The first set of ISS research investigations will primarily address topics of Organizing Question 3, while the next set of flight experiments associated with new inserts for the facilities will focus on Organizing Question 4 and part of Question 3. The establishment of a robust research program in the areas listed above has already been initiated through an enhanced emphasis on applied research oriented towards human space flight technology in the PSR Annual NASA Research Announcement (NRA). The output of focused and technology-oriented research workshops has served as the basis of new research solicitation directions in all the current relevant PSR scientific disciplines. The research communities (Biotechnology, Combustion Science, Fluid Physics and Transport Phenomena, Fundamental Physics, and Materials Science) associated with the PSR program will be asked to focus their attention on four primary mission-oriented areas :

1. Biophysics and Bioengineering research and development targeting the understanding of low-gravity physio-logical effects and the introduction of distributed biomedical sensors for targeted diagnostics.

2. Advanced materials fundamental research and development for spacecraft structure, power and propulsion, radiation shielding, and advanced sensors.

3. Micro and reduced-gravity engineering systems for closed-loop life support, power generation and propulsion, fire research, detection, and suppression.

4. In-situ resources development for in-space fabrication and for extra-terrestrial exploration and habitation, including the development of advanced biology-inspired approaches for novel space technologies and robotic enhancement of human capabilities.

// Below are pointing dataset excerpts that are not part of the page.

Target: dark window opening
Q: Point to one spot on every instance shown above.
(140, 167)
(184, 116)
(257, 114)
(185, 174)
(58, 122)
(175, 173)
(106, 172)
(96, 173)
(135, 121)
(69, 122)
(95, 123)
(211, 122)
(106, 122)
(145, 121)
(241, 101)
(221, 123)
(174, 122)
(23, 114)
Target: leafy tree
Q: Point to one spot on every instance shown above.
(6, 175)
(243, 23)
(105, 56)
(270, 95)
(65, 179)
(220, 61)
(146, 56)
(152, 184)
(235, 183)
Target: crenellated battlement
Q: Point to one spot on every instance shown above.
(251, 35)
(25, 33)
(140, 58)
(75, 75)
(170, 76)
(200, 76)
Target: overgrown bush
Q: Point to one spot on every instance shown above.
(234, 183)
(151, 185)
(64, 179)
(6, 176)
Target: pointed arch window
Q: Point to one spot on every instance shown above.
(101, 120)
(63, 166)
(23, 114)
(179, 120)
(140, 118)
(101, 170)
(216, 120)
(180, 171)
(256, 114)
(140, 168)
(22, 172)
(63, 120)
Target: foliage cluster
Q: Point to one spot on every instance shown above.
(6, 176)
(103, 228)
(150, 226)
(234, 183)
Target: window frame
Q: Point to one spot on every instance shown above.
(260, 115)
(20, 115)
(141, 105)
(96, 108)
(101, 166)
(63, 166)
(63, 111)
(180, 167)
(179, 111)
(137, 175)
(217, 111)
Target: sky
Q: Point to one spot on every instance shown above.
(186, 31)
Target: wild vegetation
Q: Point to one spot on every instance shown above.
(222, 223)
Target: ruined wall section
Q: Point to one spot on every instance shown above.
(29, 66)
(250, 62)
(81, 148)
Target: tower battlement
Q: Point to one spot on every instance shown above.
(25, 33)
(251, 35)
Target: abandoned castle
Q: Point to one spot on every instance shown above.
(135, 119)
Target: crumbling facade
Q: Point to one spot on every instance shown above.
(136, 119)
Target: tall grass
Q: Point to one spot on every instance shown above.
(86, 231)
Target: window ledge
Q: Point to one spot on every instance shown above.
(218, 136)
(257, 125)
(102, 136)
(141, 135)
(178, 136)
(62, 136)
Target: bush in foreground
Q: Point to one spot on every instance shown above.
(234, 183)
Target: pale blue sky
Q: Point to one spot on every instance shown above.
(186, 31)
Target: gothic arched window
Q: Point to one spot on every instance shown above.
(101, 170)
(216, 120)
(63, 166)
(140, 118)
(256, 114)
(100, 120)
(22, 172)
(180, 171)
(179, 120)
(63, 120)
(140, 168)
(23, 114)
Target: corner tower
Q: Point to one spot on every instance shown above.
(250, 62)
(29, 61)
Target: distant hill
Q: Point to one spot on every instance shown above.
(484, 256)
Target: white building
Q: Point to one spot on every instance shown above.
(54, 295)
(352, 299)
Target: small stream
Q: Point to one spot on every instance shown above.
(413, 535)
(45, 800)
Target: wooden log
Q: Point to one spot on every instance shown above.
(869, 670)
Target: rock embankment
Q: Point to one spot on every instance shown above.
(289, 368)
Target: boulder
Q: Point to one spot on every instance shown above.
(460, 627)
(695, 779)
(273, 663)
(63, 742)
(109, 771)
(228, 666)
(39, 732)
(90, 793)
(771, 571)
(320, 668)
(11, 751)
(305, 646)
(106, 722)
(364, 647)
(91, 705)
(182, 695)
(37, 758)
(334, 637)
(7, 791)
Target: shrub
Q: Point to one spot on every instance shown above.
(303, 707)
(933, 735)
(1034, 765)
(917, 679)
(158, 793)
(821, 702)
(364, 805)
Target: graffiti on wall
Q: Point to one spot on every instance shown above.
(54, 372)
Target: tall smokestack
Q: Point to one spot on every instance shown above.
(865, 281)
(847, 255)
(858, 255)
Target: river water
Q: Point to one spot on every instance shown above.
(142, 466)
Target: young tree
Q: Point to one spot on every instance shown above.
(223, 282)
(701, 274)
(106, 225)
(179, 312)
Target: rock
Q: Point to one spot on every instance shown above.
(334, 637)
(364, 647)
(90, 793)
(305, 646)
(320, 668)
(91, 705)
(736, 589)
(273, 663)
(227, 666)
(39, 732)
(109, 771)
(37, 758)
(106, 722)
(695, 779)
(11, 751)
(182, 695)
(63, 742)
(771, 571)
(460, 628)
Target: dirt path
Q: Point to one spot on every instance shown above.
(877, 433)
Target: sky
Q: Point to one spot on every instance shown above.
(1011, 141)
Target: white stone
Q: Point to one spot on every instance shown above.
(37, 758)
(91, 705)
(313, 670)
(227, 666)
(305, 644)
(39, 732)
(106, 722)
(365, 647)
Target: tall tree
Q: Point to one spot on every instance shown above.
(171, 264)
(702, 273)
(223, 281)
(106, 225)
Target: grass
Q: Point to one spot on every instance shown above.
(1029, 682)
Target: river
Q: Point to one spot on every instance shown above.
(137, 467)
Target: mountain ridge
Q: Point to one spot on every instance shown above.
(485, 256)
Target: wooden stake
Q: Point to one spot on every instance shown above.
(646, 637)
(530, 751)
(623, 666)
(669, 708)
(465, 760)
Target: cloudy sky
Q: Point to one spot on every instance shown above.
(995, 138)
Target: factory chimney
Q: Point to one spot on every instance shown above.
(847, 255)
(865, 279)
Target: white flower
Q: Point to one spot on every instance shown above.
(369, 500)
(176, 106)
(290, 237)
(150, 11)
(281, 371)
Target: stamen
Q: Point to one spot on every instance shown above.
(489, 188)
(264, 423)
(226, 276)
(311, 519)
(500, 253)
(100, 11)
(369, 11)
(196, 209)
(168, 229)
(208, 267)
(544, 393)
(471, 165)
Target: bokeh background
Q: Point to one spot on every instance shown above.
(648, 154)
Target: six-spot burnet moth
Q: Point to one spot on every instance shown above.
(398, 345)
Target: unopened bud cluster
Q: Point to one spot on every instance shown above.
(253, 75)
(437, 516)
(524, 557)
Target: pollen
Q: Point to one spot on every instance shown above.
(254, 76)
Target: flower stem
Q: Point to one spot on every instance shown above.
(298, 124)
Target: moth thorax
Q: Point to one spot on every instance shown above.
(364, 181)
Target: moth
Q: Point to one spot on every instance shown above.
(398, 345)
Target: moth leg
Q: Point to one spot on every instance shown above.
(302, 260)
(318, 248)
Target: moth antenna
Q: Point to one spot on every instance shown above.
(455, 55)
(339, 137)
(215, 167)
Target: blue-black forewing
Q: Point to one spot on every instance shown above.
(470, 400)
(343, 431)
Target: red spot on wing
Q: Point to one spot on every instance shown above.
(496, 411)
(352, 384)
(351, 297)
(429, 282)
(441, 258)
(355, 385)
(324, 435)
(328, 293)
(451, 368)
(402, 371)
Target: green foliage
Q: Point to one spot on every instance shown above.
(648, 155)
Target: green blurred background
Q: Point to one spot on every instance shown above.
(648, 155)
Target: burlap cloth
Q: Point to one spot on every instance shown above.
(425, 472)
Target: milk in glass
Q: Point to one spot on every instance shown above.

The PSR program objectives are to develop robust ground-based and accelerated flight research activities to enable a feasible human space exploration timetable. The outcome will be in the form of products that will enable the selection of design for future missions of human space exploration, such as experimentally validated prototype designs for devices and integrated systems, predictive numerical models for engineering design, and validated performance using robotic spacecraft missions.

SUMMARY

The impact of the re-planned human space flight program has been reflected in a change in the time-table for ISS research facility on-orbit deployment and of the subsequent implemen-tation of the selected research. The PSR program is continuing to rebalance its research portfolio by strengthening its human space exploration component.

REFERENCES

1. “ Assessment of the Directions in Microgravity and Physical Sciences Research at NASA”, National Research Council, Space Studies Board, Committee for Microgravity Research report (2002). Available at :http://www.nationalacademies.org/ssb/cmgrII_exesum.pdf.

2. “Biological and Physical Research Enterprise Strategy” (2003). Available at: http://spaceresearch.nasa.gov/general_info/strat.html

3. “Microgravity research in support of technologies for the human exploration and development of space and planetary bodies” Report by the Committee on Microgravity Research, Space Studies Board. National Academy Press (2000).